Detection of portal venous gas in infants raises the red flag due to its strong association with necrotizing entertocolits but benign causes such as acute gastric dilatation, mechanical obstruction, endoscopic procedures, paralytic ileus , blunt trauma and barotrauma should be considered in appropriate clinical settings [3-7]. Infantile Hypertrophic pyloric stenosis (HPS) is the most common cause of non-bilious vomiting in infants and commonest surgical procedure performed on infants . The typical infant presents with nonbilious projectile vomiting and dehydration (with hypochloremic hypokalemic metabolic alkalosis). However, not all children with HPS have electrolyte imbalance. Tutayetal  has shown that only 57% of children with pyloric stenosis have a low K. Barium and ultrasound are the radiological modalities used for diagnosis of HPS with accuracy of ultrasound approaching 100 % . HPS is one the rare causes of portal venous gas. A retrospective study was carried by Hussain et al.  using Medline publications, covering a period from 1975-2008. These articles reported two hundred and seventy five patients with gas in the portal venous system, out of which 9% cases were secondary to outlet obstruction and luminal dilatation. Ultrasound can clearly delineate gas in the portal venous system from pnemobilia by detection of echogenic foci in the periphery of the liver, extending within 2cm of the hepatic capsule, owing whereas gas in the biliary tract appear more central in the liver . Different mechanisms have been proposed for the development of portal venous gas which include disruption of bowel mucosa in cases of ischemia and necrosis, gas forming bacteria in intraabdominal sepsis. In cases of pyloric stenosis and mechanical obstruction the intra luminal dilatation and pressure result in escape of gas within the venolymphatic channels . HPVG secondary to pyloric stenosis is a transient process and generally resolves within days after decompression of stomach by nasogastric tube or following surgery . Knowledge of this rare finding secondary to HPS is essential for the radiologists, clinicians and surgeons so that unnecessary panic is avoided and normal course of treatment of the disease is followed.

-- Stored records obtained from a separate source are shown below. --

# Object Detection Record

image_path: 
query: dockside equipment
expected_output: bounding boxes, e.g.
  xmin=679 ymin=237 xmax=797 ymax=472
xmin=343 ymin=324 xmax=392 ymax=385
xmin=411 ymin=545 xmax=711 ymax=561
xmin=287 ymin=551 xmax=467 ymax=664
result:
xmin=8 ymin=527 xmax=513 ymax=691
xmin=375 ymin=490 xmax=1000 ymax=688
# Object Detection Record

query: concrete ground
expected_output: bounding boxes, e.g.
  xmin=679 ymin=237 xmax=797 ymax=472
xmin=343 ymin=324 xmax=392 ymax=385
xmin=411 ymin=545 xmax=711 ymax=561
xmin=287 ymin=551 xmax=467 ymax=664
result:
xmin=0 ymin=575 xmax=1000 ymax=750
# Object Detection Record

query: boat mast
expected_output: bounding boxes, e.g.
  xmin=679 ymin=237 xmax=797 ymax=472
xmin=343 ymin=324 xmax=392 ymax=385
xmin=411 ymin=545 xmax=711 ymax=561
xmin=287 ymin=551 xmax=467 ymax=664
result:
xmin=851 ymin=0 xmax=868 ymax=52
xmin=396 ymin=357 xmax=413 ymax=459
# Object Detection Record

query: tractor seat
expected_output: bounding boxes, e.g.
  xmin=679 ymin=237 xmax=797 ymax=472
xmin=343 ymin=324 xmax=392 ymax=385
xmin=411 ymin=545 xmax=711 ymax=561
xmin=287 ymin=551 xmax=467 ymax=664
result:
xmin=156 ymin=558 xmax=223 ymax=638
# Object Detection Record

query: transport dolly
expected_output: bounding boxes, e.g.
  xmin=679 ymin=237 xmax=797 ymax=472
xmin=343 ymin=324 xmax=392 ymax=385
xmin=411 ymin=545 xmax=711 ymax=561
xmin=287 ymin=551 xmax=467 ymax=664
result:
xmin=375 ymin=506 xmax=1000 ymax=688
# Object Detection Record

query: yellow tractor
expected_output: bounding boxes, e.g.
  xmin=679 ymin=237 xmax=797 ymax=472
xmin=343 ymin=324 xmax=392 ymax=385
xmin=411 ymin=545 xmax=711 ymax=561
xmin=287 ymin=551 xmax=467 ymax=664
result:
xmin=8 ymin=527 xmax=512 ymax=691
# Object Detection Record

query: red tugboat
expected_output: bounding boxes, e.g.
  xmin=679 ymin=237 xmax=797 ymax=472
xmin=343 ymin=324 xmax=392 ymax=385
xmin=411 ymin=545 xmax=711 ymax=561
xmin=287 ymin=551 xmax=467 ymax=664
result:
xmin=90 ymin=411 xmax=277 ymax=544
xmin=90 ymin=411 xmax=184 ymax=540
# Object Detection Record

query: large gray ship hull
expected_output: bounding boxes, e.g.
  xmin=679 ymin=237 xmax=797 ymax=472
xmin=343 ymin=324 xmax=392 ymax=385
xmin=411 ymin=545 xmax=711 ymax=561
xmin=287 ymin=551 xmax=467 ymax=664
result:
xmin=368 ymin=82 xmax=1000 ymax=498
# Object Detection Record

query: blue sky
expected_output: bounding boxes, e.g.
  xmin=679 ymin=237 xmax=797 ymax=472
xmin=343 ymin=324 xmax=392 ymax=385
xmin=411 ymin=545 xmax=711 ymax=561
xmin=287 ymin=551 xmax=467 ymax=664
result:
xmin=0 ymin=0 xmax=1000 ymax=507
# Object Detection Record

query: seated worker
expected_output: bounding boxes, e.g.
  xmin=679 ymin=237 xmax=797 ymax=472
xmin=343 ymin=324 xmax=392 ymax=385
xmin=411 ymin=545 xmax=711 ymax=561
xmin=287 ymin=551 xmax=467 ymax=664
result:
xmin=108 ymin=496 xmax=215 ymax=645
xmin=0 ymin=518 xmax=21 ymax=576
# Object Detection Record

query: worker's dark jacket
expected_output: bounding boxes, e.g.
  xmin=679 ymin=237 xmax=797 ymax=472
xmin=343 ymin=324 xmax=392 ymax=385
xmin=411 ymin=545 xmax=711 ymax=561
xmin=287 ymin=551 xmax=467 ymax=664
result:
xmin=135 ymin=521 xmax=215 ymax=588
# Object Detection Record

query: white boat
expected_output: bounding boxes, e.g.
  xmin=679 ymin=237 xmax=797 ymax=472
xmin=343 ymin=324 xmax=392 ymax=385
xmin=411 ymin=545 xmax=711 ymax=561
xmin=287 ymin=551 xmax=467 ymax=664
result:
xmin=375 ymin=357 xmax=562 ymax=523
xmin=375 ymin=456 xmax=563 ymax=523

Although infantile hypertrophic pyloric stenosis is a relatively common entity but hepato portal venous gas is a rare complication of this disease and no case has been reported in local journals so far. Considering the graveness of the hepatoportal venous gas especially in neonates which raises the suspicion of NEC or bowel ischemia, our case report clearly demonstrates that presence of portal venous gas even in infants can be due to benign etiologies. Careful clinicolab and imaging correlation is required to accurately diagnose and treat the underlying pathology.